The law had popular appeal and easily passed.
[6.4.8]
However, the tax deduction contained a loophole
large enough to fly a private jet through.
The $1M cap didn’t apply to “performance-based compensation,”
which Internal Revenue Service regulations said
required “objective performance goals.”
The stated purpose of the regulations
was to remove discretion from the corporate directors
who determined the pay of top executives.
Instead of trusting directors to make judgments based on qualitative factors,
the rules required directors to follow quantitative ones,
based on metrics easily measured by the market.

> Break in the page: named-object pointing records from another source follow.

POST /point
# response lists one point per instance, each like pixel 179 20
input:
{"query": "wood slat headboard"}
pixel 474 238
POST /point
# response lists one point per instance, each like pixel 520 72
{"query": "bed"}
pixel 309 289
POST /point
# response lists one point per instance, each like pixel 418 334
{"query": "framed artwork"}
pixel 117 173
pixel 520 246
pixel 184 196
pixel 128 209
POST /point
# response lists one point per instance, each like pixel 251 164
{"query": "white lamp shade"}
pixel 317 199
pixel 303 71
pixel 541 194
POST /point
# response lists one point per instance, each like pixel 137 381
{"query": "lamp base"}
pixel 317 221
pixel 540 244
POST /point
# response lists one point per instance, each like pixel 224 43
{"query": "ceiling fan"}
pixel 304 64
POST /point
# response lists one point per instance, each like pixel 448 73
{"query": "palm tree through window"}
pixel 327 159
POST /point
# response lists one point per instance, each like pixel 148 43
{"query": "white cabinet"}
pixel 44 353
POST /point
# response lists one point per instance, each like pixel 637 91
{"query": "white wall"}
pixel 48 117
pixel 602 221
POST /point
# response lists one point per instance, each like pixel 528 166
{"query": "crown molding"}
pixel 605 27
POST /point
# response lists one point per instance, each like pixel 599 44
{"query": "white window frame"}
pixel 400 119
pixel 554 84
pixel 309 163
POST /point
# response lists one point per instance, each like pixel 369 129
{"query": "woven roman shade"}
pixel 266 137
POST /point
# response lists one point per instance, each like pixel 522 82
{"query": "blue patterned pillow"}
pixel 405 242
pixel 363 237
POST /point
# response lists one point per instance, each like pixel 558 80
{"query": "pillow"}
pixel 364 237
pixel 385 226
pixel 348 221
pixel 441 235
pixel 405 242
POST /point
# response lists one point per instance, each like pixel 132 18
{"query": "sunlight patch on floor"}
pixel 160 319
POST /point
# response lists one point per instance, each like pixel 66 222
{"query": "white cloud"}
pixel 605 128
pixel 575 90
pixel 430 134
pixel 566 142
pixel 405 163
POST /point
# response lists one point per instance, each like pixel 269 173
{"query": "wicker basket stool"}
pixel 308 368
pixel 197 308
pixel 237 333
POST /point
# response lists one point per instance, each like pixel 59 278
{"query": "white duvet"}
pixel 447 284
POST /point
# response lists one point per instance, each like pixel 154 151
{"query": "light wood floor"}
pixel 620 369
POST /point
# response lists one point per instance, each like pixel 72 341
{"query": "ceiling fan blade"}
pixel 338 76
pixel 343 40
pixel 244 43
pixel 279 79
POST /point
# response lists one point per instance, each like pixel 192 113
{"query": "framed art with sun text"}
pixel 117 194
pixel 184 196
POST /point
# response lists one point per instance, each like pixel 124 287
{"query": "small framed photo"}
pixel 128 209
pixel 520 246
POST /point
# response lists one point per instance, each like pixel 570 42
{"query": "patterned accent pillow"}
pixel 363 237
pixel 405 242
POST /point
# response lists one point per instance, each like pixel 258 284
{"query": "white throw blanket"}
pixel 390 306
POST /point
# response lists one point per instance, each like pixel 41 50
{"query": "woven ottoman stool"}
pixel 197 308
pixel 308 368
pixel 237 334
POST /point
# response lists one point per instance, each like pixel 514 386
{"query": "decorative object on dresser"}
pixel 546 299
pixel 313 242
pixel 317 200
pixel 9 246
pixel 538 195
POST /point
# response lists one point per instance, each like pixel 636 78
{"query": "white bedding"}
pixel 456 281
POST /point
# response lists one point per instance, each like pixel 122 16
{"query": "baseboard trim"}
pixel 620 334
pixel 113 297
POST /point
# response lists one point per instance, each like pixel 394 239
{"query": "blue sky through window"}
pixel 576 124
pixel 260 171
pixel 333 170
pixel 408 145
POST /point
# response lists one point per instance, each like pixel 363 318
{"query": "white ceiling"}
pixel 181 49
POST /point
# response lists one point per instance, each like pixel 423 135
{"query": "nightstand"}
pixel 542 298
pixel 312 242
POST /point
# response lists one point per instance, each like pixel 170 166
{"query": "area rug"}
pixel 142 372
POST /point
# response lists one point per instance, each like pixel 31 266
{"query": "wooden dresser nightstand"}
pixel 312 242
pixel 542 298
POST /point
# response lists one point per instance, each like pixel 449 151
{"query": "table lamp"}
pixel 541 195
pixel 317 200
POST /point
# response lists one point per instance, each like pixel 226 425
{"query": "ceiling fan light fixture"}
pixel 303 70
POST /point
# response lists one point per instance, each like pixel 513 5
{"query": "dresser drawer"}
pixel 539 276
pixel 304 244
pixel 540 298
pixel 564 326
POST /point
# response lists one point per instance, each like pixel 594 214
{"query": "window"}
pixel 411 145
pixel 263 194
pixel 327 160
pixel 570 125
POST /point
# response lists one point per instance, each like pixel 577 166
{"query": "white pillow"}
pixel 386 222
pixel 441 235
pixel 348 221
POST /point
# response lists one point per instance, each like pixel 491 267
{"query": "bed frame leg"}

The prime example of performance-based compensation
was a stock-option plan.
The value of a stock option was based, at least in part,
on a simple objective factor: the price of the company’s stock.
In response to the new regulations,
companies began shifting executive compensation from salary to stock options,
in part to preserve the rather small tax deduction
but, more important, to assure shareholders and commentators
that they were following the letter of the new law.
[6.4.9]
This relatively minor legal change would have unanticipated, insidious effects.
As companies shifted to
stock options and other forms of market-based compensation,
executives began to focus almost exclusively on those quantitative factors.
The more a CEO could increase the company’s stock price
(or its earnings per share, or some other objective measure),
the more money he would make,
regardless of how the board thought he had performed.
As the board’s power was reduced,
a mercenary culture developed among corporate executives.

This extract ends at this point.